Tun Kaing (Taung Yin Kyunt)

Narinjara news, 17 June 2020

The relatives of 18 people detained by Tatmadaw troops in Tin Ma village, Kyauktaw, held a press conference on Monday demanding the immediate release of their family members. Around ten relatives of the missing people came to the event which was held in the Arakan Human Rights Defenders and Promoters Group office in Sittwe.

Daw Aye Yee, the mother of Maung Tun Tun Wai who was detained in Tin Ma Gyi and has not been seen since, spoke about what happened. 

“On March 16, Tatmadaw troops started to shoot into the village. My son, he had just finished eating, had gone to sit underneath the house. Three soldiers came into the house and asked why my son had not run away. My son’s grandmother told them he was her grandson.  One soldier pointed his rifle at her head, she didn’t dare say anything else. They arrested a man next door, and beat him using their rifles. My son looked back at me as they took him off to the hills to the east of our village.  I haven’t seen him since,” she said.

Maung Tun Tun Wai is an eighth grade student and aged just 14, his mother Daw Aye yee said.

Amongst the 18 people detained and taken away, ten are from Tin Ma Gyi and eight are from Tin Ma Thit, they said.

The eight villagers from Tin Ma Thit village detained on March 13 are 75-year-old U Maung Seik Kyi; U Soe Shwe Than, 50; U Maung Tun Sein 65; U Hla Kyaw Gyi, 70 years old; U San Thar Maung 50; U Kyaw Win Maung, 34; U Maung Myint Aye 46; and Maung Than Soe, 37 years old,  

The ten villagers from Tin Ma Gyi village detained and taken away on March 16 are Maung Win Gyi, 50 years old; U Maung Win Chey, 37; U Maung Kyi Lin, 40; U Maung Win Sein, 50, Maung Tun Tun Wai, 14 years old; Maung Nay Lin Oo, 26; U Than Maung Tun, 40; U Yaing Maung, 36; U Tun Win Aung, 64 and U Aung Nyunt, 65.

Families told the media that amongst the missing include a school student and a deaf and dumb man.

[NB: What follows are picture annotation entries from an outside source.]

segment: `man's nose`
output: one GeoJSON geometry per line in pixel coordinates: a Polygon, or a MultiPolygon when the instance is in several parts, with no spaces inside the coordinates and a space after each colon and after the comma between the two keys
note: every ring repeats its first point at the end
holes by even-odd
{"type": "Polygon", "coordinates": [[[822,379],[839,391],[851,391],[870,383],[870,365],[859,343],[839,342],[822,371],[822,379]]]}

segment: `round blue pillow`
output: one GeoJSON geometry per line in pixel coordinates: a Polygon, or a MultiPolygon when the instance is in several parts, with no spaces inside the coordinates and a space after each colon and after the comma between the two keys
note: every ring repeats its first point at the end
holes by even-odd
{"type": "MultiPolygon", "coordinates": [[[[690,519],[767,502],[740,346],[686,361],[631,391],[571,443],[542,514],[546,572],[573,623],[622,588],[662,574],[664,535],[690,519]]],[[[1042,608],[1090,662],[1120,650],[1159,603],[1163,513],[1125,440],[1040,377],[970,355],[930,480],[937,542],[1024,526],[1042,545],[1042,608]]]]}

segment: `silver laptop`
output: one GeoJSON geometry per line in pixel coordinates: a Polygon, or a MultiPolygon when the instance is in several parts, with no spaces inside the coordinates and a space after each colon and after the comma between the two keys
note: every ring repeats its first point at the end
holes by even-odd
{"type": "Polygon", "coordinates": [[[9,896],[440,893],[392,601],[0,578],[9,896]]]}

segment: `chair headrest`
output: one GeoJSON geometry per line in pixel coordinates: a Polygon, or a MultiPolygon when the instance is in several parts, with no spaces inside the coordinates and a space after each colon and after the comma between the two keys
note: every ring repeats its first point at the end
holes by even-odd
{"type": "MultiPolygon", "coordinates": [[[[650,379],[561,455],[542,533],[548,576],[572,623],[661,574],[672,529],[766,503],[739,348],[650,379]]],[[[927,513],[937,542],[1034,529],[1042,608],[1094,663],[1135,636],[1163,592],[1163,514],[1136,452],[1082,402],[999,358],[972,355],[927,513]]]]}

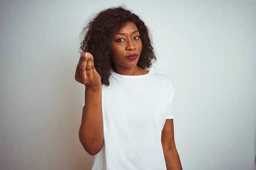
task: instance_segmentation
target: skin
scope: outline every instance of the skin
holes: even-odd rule
[[[128,22],[119,31],[114,34],[111,45],[112,57],[117,73],[134,76],[148,73],[148,71],[140,68],[137,65],[143,45],[140,33],[134,23]],[[131,53],[136,53],[138,57],[131,61],[125,58]],[[162,131],[161,142],[167,170],[182,170],[174,140],[172,119],[166,121]]]
[[[111,47],[111,56],[117,73],[136,76],[148,73],[148,71],[137,66],[142,48],[142,43],[138,28],[134,23],[128,22],[118,32],[113,34]],[[134,61],[129,60],[125,58],[131,53],[138,55],[138,57]]]
[[[116,72],[122,75],[144,75],[148,71],[139,68],[139,60],[142,43],[138,29],[128,22],[118,32],[113,34],[111,43],[111,57]],[[138,54],[134,61],[125,57],[131,53]],[[77,81],[86,86],[85,102],[83,108],[79,139],[84,148],[91,155],[98,153],[103,144],[104,135],[102,113],[102,84],[100,76],[95,69],[93,57],[89,53],[81,54],[76,72]],[[162,131],[161,142],[167,170],[182,170],[174,140],[172,119],[166,121]]]

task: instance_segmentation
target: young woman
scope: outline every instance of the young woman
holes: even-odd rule
[[[84,30],[76,79],[85,85],[79,131],[92,170],[181,170],[173,130],[173,87],[149,70],[156,61],[148,28],[122,7]]]

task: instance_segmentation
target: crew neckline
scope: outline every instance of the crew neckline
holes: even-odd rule
[[[121,78],[126,78],[126,79],[136,79],[136,78],[138,78],[145,77],[148,76],[148,75],[151,74],[152,71],[151,71],[151,70],[148,70],[148,73],[147,74],[145,74],[138,75],[135,75],[135,76],[130,76],[130,75],[128,75],[120,74],[116,73],[115,72],[114,72],[113,71],[112,71],[111,72],[112,72],[112,74],[113,75],[121,77]]]

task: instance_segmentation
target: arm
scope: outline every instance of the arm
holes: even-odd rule
[[[166,119],[162,131],[162,145],[167,170],[182,170],[174,141],[173,119]]]
[[[91,155],[98,153],[104,142],[102,85],[90,53],[83,53],[75,75],[76,80],[86,87],[79,138],[84,150]]]
[[[80,142],[90,155],[95,155],[103,145],[103,120],[101,86],[96,89],[86,88],[85,105],[79,131]]]

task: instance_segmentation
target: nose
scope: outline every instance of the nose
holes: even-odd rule
[[[133,51],[136,49],[135,45],[134,44],[134,42],[133,42],[132,40],[127,40],[127,42],[125,50]]]

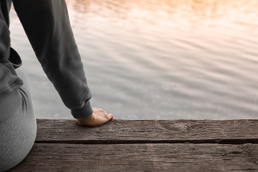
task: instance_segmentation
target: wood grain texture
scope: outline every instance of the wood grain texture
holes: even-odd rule
[[[258,171],[258,145],[35,144],[11,171]]]
[[[36,143],[258,144],[258,120],[113,120],[96,127],[38,119]]]

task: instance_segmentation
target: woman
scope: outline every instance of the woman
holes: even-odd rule
[[[91,107],[91,93],[73,38],[64,0],[13,0],[36,56],[64,105],[80,125],[95,126],[113,118]],[[11,47],[11,0],[0,0],[0,171],[27,155],[36,135],[28,78]]]

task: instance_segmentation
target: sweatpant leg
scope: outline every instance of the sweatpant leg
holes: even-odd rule
[[[11,105],[16,109],[14,114],[0,122],[0,171],[20,163],[29,152],[36,137],[36,119],[29,80],[20,67],[16,72],[23,81],[18,89],[22,98],[19,105]]]

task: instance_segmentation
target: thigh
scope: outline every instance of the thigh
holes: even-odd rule
[[[29,82],[24,72],[20,68],[16,71],[24,84],[18,90],[21,97],[20,103],[12,105],[15,107],[14,114],[0,123],[0,171],[20,162],[29,152],[36,136]]]

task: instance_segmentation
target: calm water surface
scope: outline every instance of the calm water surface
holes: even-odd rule
[[[116,119],[258,119],[256,0],[66,1],[92,105]],[[13,9],[38,118],[70,118]]]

Daw Than Yee, mother of Maung Nay Lin Oo, 26, spoke of her son.  “He is deaf and can’t speak. My uncle explained this to the soldiers.  When the soldiers came my son hid in the library but I didn’t know. My uncle told the soldiers that he is deaf and cant speak, but they still took him away.  A few days after they took him, I saw my son close to the village entrance – they had put him to work moving rocks!” Maung Nay Lin Oo’s mother told the media that the relatives of the missing men demanded the immediate release of their loved ones.

Director of Arakan Human Rights Defenders and Promoters Group, U Myat Tun told the media that the Myanmar Human Rights Commission has rarely taken effective action over human right violations that have occurred in Rakhine.

The Tatmadaw True News Information Team secretary, Brigadier General Zaw Min Tun would not accept calls concerning this incident so we are unable to report the point of view of the military.

In an interview with the the Irrawaddy Tatmadaw True News Information Team secretary, Brigadier General Zaw Min Tun denied that any arrests had been made between March 13 and 16.

“I haven’t heard anything about that.  If there are arrests or things like that, then I report them.  If there is an arrest there is no reason not to report it.  On that day or thereabouts, there was fighting to the northeast of Tin Ma, and we were able to seize a lot of enemy weapons and dead bodies, that’s all I know,” Brigadier Gen Zaw Min Tun said in the interview with the Irrawaddy. 

Journalists from the Irrawaddy, BBC, RFA, VOM, Narinjara, DMG attended the press conference.